An Unsuccessful Evernote to Google Docs Conversion Project

I’ve been using Evernote for around 20 years. It’s OK, but the product seems to be flailing these days. Plus, I was forced to become a paying user. That, in itself, is no sin but it motivated me to investigate alternatives.

Meanwhile, I’ve been reflecting on all the gigabytes of Google Drive storage space available to me. Since I’ve been looking for a programming project to exercise my new skills in the Go programming language, all of a sudden I had the idea of trying to come up with a way to use Go to move all my Evernote notes to Google Docs.

This note describes my efforts to use Go to migrate my 480 Evernote notes into Google Docs. Although I will eventually write some code, there are various things to think about before starting. I’ll include my thought process as the project progresses.

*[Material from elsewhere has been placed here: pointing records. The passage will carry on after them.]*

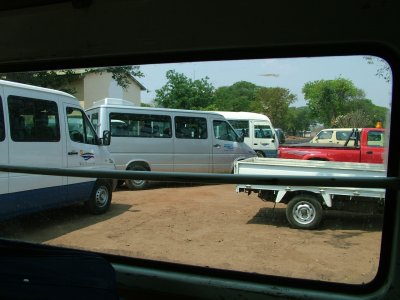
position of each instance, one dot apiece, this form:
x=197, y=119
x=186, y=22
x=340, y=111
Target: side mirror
x=106, y=140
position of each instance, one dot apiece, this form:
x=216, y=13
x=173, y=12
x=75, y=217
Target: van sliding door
x=3, y=151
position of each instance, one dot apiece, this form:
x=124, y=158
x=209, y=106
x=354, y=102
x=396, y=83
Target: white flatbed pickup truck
x=305, y=204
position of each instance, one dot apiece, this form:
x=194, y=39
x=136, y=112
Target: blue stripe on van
x=20, y=203
x=271, y=153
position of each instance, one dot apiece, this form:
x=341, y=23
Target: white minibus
x=46, y=128
x=167, y=140
x=257, y=131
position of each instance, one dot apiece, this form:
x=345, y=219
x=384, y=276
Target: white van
x=167, y=140
x=257, y=131
x=46, y=128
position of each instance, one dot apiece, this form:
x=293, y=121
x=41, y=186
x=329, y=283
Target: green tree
x=185, y=93
x=273, y=102
x=298, y=118
x=61, y=79
x=327, y=99
x=237, y=97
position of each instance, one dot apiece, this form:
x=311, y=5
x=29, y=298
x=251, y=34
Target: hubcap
x=304, y=212
x=101, y=196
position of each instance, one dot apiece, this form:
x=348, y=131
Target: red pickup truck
x=368, y=148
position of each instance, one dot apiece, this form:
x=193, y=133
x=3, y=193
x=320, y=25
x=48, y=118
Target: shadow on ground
x=35, y=227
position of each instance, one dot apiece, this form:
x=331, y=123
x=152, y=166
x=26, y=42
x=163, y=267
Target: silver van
x=167, y=140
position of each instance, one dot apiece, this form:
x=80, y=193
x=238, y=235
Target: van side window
x=325, y=135
x=262, y=131
x=140, y=125
x=33, y=120
x=241, y=127
x=79, y=127
x=223, y=131
x=95, y=121
x=342, y=135
x=190, y=128
x=2, y=128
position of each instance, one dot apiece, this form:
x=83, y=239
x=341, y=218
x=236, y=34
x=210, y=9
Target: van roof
x=243, y=115
x=341, y=129
x=120, y=103
x=35, y=88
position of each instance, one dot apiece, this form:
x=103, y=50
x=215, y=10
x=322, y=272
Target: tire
x=100, y=199
x=260, y=153
x=136, y=184
x=304, y=212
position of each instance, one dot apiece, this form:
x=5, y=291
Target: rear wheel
x=100, y=199
x=304, y=212
x=260, y=153
x=137, y=184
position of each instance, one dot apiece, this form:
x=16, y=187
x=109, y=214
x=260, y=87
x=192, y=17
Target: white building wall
x=98, y=86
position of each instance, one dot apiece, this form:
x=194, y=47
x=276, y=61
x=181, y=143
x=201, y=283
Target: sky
x=290, y=73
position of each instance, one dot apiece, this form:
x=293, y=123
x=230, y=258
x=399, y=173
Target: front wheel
x=137, y=184
x=304, y=212
x=100, y=199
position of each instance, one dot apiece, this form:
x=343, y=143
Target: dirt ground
x=213, y=226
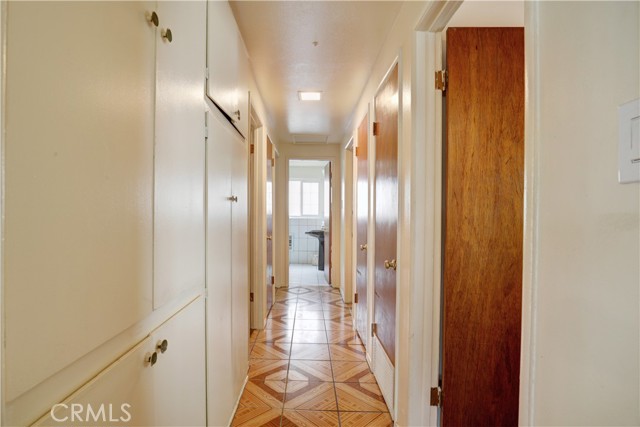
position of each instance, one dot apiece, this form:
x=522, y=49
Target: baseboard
x=384, y=372
x=235, y=407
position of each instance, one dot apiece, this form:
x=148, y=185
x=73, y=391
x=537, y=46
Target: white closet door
x=179, y=381
x=220, y=376
x=179, y=150
x=78, y=167
x=240, y=263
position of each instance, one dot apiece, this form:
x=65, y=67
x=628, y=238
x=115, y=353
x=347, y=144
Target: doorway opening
x=309, y=223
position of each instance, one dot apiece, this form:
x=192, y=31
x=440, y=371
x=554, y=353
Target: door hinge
x=441, y=80
x=436, y=396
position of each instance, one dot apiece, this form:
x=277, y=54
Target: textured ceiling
x=280, y=37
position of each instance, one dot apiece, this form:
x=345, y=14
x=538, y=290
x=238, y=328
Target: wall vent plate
x=310, y=138
x=629, y=142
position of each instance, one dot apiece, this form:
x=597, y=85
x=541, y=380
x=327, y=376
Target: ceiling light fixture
x=309, y=96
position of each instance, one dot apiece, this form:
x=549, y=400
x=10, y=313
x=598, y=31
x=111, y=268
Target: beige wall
x=582, y=273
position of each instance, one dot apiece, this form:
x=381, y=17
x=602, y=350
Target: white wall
x=582, y=245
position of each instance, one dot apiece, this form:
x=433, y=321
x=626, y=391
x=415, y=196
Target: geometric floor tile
x=256, y=417
x=341, y=337
x=310, y=396
x=368, y=419
x=310, y=370
x=353, y=353
x=269, y=394
x=275, y=335
x=308, y=367
x=309, y=352
x=270, y=350
x=310, y=418
x=309, y=337
x=268, y=370
x=359, y=397
x=352, y=372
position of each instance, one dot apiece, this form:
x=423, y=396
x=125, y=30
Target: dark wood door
x=362, y=219
x=484, y=185
x=327, y=222
x=386, y=188
x=269, y=237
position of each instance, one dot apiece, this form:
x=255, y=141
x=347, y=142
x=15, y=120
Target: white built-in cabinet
x=104, y=206
x=179, y=150
x=157, y=383
x=227, y=267
x=228, y=65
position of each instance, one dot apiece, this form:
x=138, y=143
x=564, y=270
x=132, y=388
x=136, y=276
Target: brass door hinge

How To Export My Evernote Notes

This is an important question. Even though I have only 480 notes, manually copying them to Google Docs is out of the question. Plus, what kind of programming project would that be? I should say that the vast majority of my notes only contain plain text. I don’t make much use of Evernote’s more advanced storage features, which is another reason why I’m thinking of migrating away.

I know that both Evernote and Google Docs have APIs that I might be able to use for this project. But, after some reflection, I realized that using them might be overkill, at least for the export step. If Evernote includes a way of exporting my notes into a single file in a usable format, I might be able to then use this file as input to the Google Docs import step.

I did some research and found that currently the only way to export from Evernote is by saving the notes in ENEX format, which is XML based. Older versions of Evernote allowed exporting in HTML format, but this is no longer supported. That’s probably just as well because I suspect the XML format will be easier to deal with. Actually doing the export turned out to be trivial, and I now have a file called EverNote.enex, which is 11MB in size.

One interesting thing is that every day or so an Evernote popup appears telling me about new Evernote features to expect. One of the new features is Additional export options. I wonder if such options will help this project.

In any case, I now have EverNote.enex on my Fedora Linux system. (I should mention that I run the Evernote desktop client on Windows. However, for this project, I’m doing all the conversion work on Linux, mainly because my Linux machine is much more powerful than my Windows machine.)

How Will Evernote Notes be Organized in Google Docs?

Google Docs, which is built on top of Google Drive, allows the creation of a directory hierarchy. So, I’m thinking that each Evernote tag will be represented by a sub-directory. One thing I haven’t figured out is what to do with notes that have multiple labels. If Google Drive supported symbolic links then this would be easy, but I don’t know if it does. [Update] I did some searching and it looks like it does, but I’m not going to spend much time on this now.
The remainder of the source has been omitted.